Appeals Court Affirms Immunity for Cops Who Tased Gasoline-Soaked Man and Burned Him to Death

The full U.S. Court of Appeals for the Fifth Circuit recently affirmed immunity for two police officers who tased a gasoline-soaked suicidal man, setting him on fire and burning him to death in the process.

The case is Ramirez v. Guadarrama, and the facts are not for the faint of heart. Two police officers responded to a 911 call that Gabriel Eduardo Olivas was suicidal. When Officer Jeremias Guadarrama and Sergeant Ebony Jefferson arrived on the scene, Olivas had doused himself with gasoline and was threatening to burn the house down while other people were inside. Despite warmings from another officer on the scene, Officer Guadarrama tased Olivas; as expected, Olivas burst into flames. Olivas died from his injuries, and the house burned to the ground. The other inhabitants escaped.

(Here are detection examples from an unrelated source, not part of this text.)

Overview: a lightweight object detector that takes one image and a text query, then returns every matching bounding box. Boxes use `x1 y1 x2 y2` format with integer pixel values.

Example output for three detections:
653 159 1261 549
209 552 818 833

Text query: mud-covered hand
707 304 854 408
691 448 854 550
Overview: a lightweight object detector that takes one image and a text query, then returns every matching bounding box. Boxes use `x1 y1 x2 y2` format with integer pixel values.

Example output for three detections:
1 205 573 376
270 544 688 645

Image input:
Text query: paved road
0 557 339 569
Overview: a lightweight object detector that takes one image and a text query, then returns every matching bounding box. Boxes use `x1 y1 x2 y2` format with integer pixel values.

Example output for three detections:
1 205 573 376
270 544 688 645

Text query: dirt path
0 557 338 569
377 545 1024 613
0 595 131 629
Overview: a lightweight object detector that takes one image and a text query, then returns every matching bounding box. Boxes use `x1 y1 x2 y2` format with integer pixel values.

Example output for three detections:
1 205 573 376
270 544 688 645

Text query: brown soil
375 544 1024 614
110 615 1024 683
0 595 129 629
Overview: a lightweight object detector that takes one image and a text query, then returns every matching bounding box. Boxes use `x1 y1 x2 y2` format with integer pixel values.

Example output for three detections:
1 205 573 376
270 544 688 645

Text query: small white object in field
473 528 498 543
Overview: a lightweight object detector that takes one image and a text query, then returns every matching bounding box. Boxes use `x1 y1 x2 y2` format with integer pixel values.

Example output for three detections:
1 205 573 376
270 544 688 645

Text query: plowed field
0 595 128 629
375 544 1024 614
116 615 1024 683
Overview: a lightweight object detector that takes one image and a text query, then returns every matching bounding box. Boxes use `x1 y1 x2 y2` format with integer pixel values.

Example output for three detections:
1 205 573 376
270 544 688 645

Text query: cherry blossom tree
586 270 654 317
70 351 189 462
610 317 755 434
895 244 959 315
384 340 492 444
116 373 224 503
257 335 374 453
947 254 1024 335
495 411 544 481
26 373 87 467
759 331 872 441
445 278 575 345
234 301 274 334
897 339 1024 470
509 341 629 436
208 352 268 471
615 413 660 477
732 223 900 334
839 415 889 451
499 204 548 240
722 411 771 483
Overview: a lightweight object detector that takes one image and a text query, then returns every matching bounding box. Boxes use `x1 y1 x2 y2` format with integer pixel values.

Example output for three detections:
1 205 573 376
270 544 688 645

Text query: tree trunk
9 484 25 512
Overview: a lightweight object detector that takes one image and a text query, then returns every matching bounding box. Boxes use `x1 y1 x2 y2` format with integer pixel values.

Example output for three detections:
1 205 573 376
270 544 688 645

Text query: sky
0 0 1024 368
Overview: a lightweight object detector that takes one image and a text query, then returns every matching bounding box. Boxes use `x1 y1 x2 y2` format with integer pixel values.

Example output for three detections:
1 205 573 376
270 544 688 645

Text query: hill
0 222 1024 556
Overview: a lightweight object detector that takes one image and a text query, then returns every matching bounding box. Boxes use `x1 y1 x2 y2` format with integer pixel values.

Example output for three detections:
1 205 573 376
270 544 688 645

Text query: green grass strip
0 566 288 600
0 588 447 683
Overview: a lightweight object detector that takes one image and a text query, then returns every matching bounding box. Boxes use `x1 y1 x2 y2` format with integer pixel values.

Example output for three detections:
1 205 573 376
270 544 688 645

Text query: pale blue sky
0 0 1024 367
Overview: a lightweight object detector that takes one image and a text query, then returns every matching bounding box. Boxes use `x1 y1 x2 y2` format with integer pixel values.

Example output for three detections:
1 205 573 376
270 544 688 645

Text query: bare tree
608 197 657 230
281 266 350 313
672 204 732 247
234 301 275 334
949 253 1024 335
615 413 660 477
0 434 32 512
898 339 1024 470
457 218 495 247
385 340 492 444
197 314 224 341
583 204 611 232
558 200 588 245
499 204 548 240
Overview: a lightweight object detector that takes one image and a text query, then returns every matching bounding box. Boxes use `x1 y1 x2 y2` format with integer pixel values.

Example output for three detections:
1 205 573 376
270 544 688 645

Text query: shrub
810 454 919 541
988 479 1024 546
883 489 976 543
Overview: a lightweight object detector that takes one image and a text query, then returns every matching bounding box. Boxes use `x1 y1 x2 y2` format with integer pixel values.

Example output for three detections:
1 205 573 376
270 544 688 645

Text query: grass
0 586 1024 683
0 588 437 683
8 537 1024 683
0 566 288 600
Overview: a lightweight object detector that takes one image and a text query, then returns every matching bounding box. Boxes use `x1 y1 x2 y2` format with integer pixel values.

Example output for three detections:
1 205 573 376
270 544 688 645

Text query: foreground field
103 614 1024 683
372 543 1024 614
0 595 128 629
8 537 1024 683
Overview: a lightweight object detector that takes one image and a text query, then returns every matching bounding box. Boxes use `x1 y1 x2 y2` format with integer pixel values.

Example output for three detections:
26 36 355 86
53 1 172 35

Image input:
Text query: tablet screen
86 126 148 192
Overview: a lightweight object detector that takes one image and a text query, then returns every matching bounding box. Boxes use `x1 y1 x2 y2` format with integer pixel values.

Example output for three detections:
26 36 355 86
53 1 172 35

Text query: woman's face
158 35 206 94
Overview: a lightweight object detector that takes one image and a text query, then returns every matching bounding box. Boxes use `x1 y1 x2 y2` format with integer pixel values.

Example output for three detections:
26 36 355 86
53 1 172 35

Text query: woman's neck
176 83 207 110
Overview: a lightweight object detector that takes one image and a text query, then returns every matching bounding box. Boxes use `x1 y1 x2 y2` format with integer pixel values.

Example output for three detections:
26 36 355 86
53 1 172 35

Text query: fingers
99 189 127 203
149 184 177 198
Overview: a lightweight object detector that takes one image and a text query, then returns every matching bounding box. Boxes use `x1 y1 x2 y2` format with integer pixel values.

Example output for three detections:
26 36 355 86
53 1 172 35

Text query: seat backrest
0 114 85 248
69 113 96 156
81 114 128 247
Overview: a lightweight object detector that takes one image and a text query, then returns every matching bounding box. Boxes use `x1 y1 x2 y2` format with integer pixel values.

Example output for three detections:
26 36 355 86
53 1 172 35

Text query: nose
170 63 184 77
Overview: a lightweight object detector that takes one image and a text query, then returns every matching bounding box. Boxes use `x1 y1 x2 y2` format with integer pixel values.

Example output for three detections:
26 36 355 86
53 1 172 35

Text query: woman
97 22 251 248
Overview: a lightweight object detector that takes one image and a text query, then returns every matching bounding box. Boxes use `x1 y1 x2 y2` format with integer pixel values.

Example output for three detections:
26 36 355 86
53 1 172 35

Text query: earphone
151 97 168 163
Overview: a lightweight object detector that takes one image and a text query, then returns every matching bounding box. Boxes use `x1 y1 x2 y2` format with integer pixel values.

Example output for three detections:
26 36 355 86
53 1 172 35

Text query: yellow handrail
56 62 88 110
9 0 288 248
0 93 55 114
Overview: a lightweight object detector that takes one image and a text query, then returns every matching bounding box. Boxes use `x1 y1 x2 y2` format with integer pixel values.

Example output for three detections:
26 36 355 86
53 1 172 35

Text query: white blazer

Olivas’s widow and son sued. Guadarrama and Jefferson argued that they were immune from the lawsuit. The district court denied the officers’ requests for immunity, but a panel of judges on the Fifth Circuit reversed, holding in favor of the police. On Friday, the full Fifth Circuit voted 13-4 to deny a rehearing, ending the plaintiffs’ case absent intervention by the U.S. Supreme Court.